New dangers? Computers uncover 100,000 novel viruses in old genetic data | Science

It took just one virus to cripple the world’s economy and kill millions of people; yet virologists estimate that trillions of still-unknown viruses exist, many of which might be lethal or have the potential to spark the next pandemic. Now, they have a new—and very long—list of possible suspects to interrogate. By sifting through unprecedented amounts of existing genomic data, scientists have uncovered more than 100,000 novel viruses, including nine coronaviruses and more than 300 related to the hepatitis Delta virus, which can cause liver failure.  

“It’s a foundational piece of work,” says J. Rodney Brister, a bioinformatician at the National Center for Biotechnology Information’s National Library of Medicine who was not involved in the new study. The work expands the number of known viruses that use RNA instead of DNA for their genes by an order of magnitude. It also “demonstrates our outrageous lack of knowledge about this group of organisms,” says disease ecologist Peter Daszak, president of the EcoHealth Alliance, a nonprofit research group in New York City that is raising money to launch a global survey of viruses. The work will also help launch so-called petabyte genomics—the analyses of previously unfathomable quantities of DNA and RNA data. (One petabyte is 1015 bytes.)

That wasn’t exactly what computational biologist Artem Babaian had in mind when he was in between jobs in early 2020. Instead, he was simply curious about how many coronaviruses—aside from the virus that had just launched the COVID-19 pandemic—could be found in sequences in existing genomic databases.

So, he and independent supercomputing expert Jeff Taylor scoured cloud-based genomic data that had been deposited to a global sequence database and uploaded by the U.S. National Institutes of Health. As of now, the database contains 16 petabytes of archived sequences, which come from genetic surveys of everything from fugu fish to farm soils to the insides of human guts. (A database with a digital photo of every person in the United States would take up about the same amount of space.) The genomes of viruses infecting different organisms in these samples are also captured by sequencing, but they usually go undetected.

To sift through the reams of data, Babaian and Taylor devised a set of computer tools specialized for searching cloud-based data. With the help of several bioinformaticians, some whom became dedicated collaborators, they tweaked their software to make their analysis “way faster than anyone thought possible,” recalls Babaian, who is now at the University of Cambridge.

They soon expanded their viral hunt beyond coronaviruses and looked at all the data in the cloud. Babaian and colleagues performed their search by hunting for matches to the central core of the gene for RNA-dependent RNA polymerase, which is key to the replication of all RNA viruses. Such viruses include not only coronaviruses, but also those that cause flu, polio, measles, and hepatitis.

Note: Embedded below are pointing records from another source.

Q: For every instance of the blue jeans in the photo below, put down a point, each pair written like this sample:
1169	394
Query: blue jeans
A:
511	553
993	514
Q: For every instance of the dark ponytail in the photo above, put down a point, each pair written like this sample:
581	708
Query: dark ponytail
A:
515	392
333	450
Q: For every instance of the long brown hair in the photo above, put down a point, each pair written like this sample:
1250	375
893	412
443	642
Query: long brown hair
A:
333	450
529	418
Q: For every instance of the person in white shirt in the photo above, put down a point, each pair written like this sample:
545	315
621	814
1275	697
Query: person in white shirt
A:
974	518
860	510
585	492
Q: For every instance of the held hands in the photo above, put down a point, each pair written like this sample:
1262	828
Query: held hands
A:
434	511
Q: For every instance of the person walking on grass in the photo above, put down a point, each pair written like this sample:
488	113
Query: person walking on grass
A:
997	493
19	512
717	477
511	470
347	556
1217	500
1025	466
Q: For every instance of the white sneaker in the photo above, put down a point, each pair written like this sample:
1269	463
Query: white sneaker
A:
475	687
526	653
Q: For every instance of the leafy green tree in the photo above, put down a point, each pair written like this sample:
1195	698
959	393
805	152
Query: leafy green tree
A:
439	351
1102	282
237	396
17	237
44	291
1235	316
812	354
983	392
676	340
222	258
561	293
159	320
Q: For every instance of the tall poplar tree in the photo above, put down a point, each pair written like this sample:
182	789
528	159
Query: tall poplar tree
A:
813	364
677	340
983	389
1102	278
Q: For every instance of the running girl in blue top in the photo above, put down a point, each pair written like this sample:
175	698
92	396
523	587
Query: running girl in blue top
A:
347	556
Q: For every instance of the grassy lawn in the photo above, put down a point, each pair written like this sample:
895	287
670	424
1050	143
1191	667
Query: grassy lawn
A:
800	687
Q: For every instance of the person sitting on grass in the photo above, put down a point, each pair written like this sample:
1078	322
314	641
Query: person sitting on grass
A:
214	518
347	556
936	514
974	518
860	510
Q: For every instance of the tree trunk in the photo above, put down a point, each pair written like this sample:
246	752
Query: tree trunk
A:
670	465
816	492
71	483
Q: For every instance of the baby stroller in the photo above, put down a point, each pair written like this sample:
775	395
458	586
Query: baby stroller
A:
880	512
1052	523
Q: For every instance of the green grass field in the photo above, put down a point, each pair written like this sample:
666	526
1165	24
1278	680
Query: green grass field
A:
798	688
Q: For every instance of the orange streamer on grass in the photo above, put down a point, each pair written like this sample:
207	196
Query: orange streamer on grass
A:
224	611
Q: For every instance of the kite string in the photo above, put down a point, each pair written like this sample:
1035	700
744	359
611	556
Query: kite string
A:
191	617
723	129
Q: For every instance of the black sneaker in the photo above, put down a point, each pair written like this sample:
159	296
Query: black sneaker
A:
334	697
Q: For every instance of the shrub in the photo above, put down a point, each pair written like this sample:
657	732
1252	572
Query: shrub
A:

Babaian’s approach was fast enough to work through 1 million data sets a day—at a computing cost of less than 1 cent per data set. “It’s an impressive engineering feat,” says C. Titus Brown, a bioinformatician at the University of California, Davis, who was not involved with the study. When the researchers were finally finished, they had uncovered the partial genomes of almost 132,000 RNA viruses, they report today in Nature.

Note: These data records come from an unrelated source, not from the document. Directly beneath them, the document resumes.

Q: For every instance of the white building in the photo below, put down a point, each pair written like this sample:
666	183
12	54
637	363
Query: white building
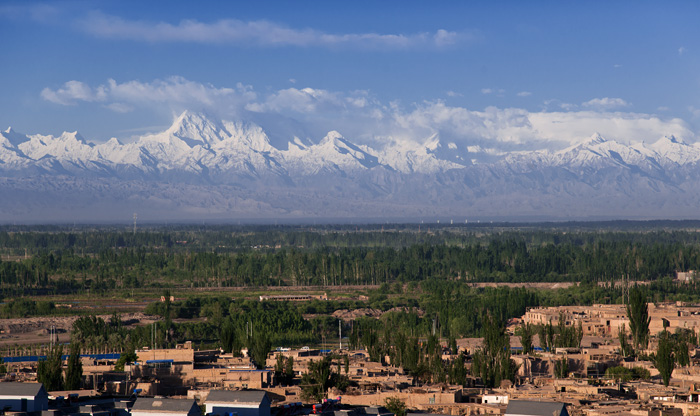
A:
23	397
165	407
243	403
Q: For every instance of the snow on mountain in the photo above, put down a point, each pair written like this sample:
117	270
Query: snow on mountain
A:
672	149
244	166
68	147
407	158
333	153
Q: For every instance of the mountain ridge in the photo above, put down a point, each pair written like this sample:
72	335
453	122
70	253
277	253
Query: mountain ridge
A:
232	169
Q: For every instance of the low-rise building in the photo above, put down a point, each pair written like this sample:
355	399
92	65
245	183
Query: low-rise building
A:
23	397
243	402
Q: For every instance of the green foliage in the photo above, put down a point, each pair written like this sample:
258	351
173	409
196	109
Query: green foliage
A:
619	373
526	332
317	380
50	370
492	362
98	260
665	360
638	315
259	347
624	374
561	368
626	349
284	370
458	371
74	369
682	340
395	406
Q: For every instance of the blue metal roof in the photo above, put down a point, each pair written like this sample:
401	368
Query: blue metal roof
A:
35	358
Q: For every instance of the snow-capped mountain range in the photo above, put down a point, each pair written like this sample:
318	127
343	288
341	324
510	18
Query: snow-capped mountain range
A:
204	168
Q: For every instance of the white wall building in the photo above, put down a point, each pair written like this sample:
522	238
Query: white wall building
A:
23	397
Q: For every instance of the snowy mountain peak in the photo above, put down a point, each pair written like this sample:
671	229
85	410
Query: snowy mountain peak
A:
332	137
196	128
13	138
596	138
73	136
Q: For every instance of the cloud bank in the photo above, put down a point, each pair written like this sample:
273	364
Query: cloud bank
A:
362	117
258	33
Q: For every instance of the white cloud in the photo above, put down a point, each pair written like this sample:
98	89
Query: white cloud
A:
605	103
258	32
361	117
71	93
171	94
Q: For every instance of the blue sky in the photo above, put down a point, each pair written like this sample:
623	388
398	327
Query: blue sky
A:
519	74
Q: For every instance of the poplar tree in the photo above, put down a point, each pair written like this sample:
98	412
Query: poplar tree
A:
638	314
74	368
50	370
665	360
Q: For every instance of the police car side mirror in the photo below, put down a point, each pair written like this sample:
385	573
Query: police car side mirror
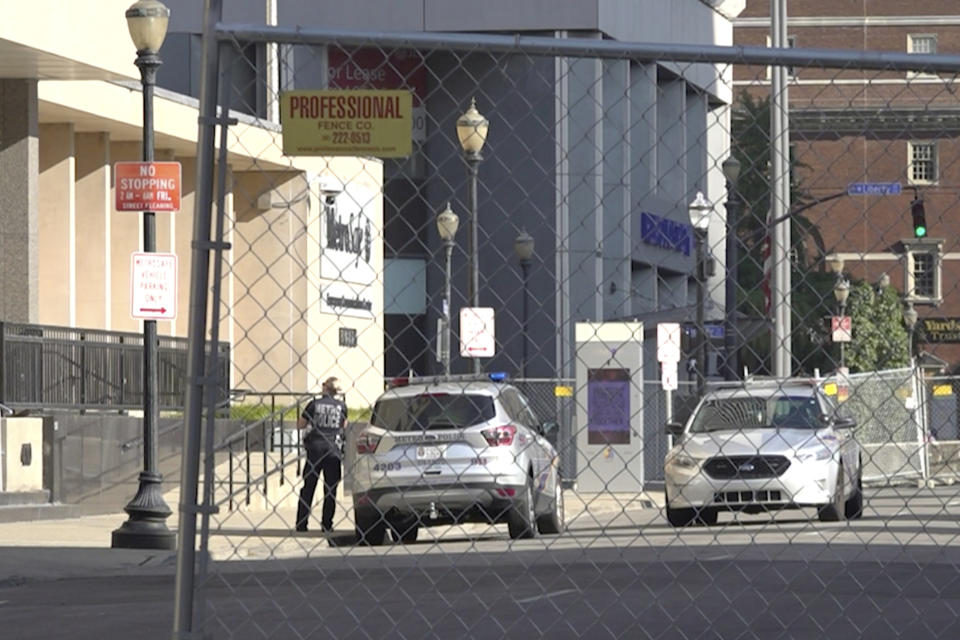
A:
844	423
674	428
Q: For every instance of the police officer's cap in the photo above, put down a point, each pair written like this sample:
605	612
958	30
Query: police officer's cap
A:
331	385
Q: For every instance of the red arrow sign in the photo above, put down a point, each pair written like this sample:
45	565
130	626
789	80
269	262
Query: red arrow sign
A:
153	286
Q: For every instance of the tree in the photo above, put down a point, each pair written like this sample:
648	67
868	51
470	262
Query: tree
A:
880	339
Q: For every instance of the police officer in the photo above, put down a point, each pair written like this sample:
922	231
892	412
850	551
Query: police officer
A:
324	419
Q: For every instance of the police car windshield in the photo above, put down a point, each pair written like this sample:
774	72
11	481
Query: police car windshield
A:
778	412
432	411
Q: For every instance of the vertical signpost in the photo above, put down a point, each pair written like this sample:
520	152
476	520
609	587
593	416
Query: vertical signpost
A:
149	187
668	355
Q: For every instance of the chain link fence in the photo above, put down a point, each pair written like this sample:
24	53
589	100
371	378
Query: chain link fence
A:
335	265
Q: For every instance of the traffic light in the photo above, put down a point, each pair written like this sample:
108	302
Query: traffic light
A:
919	218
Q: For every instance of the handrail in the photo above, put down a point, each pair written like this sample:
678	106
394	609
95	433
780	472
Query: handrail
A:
243	433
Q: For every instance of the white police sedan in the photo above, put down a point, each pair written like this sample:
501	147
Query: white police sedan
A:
763	446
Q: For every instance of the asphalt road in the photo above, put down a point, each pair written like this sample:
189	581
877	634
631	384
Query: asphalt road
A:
895	573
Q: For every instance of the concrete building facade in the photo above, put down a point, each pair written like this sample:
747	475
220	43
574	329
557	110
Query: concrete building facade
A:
579	152
70	108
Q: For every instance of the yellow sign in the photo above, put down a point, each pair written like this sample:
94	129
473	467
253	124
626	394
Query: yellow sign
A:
943	389
347	123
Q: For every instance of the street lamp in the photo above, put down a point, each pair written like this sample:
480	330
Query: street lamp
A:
447	224
472	133
910	317
841	291
731	171
699	211
523	247
146	526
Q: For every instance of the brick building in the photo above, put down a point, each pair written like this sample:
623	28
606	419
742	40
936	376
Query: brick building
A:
899	128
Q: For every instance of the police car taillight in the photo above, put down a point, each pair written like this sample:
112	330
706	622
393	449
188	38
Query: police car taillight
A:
367	442
500	436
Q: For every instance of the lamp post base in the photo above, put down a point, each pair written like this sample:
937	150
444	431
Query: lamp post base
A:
146	528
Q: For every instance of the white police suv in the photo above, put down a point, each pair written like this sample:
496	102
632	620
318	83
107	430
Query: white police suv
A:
454	449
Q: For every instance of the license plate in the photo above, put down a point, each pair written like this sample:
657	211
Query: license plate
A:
430	453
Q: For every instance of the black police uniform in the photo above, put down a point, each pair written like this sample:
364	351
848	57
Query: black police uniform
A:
326	417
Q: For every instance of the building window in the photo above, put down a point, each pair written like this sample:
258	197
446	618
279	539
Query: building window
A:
791	71
923	260
922	162
924	43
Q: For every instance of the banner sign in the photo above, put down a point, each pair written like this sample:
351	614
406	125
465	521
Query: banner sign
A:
665	233
347	123
938	330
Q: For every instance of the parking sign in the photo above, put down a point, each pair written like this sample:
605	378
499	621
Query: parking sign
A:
153	286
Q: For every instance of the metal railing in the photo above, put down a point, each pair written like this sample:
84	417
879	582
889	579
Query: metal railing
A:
44	366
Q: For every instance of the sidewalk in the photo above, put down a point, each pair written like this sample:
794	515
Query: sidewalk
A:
80	547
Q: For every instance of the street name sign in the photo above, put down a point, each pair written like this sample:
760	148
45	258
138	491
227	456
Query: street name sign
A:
153	286
874	189
347	123
147	186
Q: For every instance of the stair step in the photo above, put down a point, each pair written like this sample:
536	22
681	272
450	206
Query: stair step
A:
24	498
23	513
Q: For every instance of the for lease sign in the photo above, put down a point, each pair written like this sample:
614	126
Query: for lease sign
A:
347	123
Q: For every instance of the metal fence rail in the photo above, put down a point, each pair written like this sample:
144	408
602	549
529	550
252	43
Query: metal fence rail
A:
53	367
596	149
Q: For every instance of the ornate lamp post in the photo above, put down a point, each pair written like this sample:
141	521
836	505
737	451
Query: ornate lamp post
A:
523	247
447	224
472	133
146	527
731	171
699	211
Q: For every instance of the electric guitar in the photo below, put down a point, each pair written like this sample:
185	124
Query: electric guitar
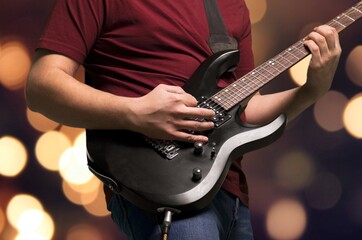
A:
154	174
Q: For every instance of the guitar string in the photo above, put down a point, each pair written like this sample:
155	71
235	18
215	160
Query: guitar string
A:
240	89
229	95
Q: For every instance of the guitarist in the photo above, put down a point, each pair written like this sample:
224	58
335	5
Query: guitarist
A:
137	55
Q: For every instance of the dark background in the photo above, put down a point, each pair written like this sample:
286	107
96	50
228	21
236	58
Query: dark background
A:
335	154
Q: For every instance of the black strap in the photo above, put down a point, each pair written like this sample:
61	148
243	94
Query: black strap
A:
219	38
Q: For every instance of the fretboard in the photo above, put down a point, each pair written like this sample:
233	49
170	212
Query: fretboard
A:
260	76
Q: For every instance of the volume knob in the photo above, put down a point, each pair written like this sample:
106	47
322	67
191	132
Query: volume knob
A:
198	148
196	174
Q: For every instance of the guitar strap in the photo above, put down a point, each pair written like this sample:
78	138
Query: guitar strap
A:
219	38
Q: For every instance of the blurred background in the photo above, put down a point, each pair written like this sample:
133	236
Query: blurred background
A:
307	185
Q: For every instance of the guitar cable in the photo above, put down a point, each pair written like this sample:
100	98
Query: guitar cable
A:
166	225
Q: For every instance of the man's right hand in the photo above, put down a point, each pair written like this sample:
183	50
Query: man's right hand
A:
166	112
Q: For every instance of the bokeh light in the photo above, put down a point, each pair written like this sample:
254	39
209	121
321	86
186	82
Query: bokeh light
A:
35	222
299	71
18	205
14	64
14	156
40	122
84	231
352	116
73	166
83	193
286	220
324	192
50	147
328	111
294	170
354	65
2	220
257	9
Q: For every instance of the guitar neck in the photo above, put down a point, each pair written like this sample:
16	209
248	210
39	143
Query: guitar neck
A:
263	74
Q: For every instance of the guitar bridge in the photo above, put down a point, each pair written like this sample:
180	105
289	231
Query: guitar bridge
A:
167	149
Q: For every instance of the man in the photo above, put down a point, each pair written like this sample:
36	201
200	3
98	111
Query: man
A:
137	55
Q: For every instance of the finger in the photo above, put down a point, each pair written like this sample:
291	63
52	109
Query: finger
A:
317	43
194	125
187	137
314	49
331	36
173	89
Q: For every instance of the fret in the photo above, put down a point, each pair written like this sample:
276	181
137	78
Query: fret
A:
347	16
338	23
357	9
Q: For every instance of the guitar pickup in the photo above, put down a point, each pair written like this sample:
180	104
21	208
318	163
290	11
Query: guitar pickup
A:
167	149
220	118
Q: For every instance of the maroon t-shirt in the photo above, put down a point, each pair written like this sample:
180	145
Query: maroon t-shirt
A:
130	47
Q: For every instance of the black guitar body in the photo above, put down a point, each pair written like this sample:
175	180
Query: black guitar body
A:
154	174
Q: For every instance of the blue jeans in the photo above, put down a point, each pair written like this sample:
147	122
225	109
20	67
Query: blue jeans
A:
225	218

The group’s new database doesn’t have the complete sequence of each new virus—in many cases, there’s just the gene for the core enzyme. But researchers can use even partial sequences to build family trees that reveal how different viruses are related and how they evolve. They can also use the database to find out where a particular virus was found—and what its host is. And some discoveries could help researchers better understand how human pathogens arise, Brown says, or improve diagnostic tests for viral infections. Finally, when a new virus is isolated from a sick patient, researchers can more easily tell whether it has already been found elsewhere. “We have turned this [database] into a giant virus surveillance network,” Babaian says.

Some findings were unexpected, including previously unknown coronaviruses in the well-studied fugu fish and axolotls. In a few cases, researchers could piece together whole viral genomes. And in some aquatic animals, the sequences suggested the novel coronavirus genome has two separate loops, not the usual single RNA strand, Babaian and his colleagues report.

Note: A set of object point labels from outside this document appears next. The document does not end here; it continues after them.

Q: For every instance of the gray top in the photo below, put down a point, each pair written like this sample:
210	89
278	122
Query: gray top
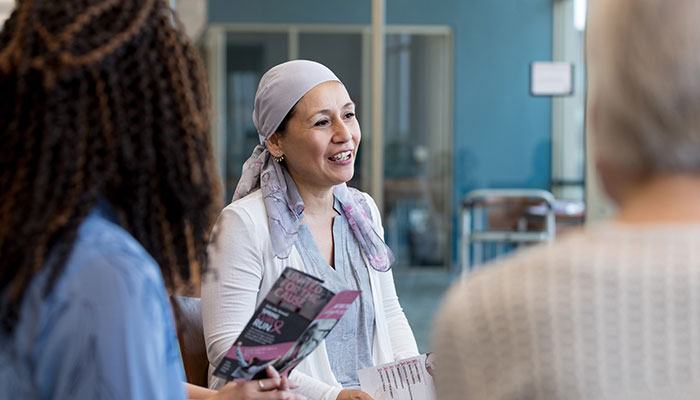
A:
349	344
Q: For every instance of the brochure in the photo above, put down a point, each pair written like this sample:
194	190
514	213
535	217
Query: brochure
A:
408	379
292	320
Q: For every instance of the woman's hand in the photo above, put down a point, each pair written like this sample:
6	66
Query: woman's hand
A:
353	394
272	388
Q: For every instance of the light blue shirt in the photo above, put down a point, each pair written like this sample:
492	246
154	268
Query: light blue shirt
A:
105	331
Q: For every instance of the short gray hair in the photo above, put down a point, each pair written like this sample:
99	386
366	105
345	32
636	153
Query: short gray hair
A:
644	74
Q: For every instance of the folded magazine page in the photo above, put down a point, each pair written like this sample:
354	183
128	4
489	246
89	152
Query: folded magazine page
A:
293	319
408	379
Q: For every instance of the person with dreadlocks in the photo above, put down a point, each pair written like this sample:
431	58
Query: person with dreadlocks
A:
108	195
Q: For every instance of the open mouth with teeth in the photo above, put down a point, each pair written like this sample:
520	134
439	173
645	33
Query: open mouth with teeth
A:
342	156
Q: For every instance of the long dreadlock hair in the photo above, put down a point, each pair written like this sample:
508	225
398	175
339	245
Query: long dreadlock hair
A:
101	99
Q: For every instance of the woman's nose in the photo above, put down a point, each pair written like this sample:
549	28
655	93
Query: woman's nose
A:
342	132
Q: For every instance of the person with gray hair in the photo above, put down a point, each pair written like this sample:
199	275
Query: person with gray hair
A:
612	311
292	208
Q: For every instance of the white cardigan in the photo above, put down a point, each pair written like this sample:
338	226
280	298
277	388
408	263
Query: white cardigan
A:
244	268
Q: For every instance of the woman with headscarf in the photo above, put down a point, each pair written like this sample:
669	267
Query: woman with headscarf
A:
292	208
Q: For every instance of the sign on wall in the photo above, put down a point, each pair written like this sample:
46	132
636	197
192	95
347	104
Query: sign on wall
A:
551	78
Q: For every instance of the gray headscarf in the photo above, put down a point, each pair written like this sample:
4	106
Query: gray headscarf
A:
279	90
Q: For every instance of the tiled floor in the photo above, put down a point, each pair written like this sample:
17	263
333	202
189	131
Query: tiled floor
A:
420	294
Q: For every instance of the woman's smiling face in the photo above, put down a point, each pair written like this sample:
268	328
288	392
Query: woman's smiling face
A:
321	138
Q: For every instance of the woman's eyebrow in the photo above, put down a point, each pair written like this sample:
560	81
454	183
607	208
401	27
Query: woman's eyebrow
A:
327	111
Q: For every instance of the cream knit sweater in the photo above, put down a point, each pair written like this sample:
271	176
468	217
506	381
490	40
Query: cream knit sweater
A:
612	312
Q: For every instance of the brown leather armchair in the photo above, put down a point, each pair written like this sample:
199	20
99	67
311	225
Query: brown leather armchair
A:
191	336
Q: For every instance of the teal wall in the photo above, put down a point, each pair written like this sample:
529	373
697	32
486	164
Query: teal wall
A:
502	135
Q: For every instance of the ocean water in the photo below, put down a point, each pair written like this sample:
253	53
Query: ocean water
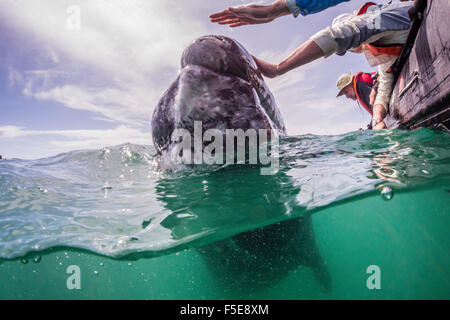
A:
338	206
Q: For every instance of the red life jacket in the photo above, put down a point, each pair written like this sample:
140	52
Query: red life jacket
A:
357	79
392	50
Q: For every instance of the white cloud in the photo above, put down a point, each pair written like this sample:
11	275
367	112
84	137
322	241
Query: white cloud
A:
29	144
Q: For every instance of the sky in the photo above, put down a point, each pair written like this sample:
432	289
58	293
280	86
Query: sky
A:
87	74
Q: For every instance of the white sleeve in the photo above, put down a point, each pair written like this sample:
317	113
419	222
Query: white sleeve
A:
386	85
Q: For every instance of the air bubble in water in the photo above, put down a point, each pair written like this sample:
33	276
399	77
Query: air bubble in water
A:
387	193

Babaian’s team also came across evidence of more than 250 giant viruses that infect bacteria and are similar to those found in algae. Members of the bacteriophage viral group, close relatives of these “huge phages,” were detected in sequences from vastly different organisms. One group of huge phages was found in a person in Bangladesh and also in cats and dogs in the United Kingdom, for example. These viruses are big enough to carry genes between their host species, Babaian notes. That’s the way it is with viruses, Daszak says. “Every time we start digging, we get surprises.”

To make sure others can take advantage of the work, Babaian’s team has created a public repository of the tools it developed, along with the results. The amount of cloud-based, publicly available DNA sequences is expanding exponentially; if he did the same analysis next year, Babaian says he would expect to find hundreds of thousands more RNA viruses. “By the end of decade, I want to identify over 100 million.”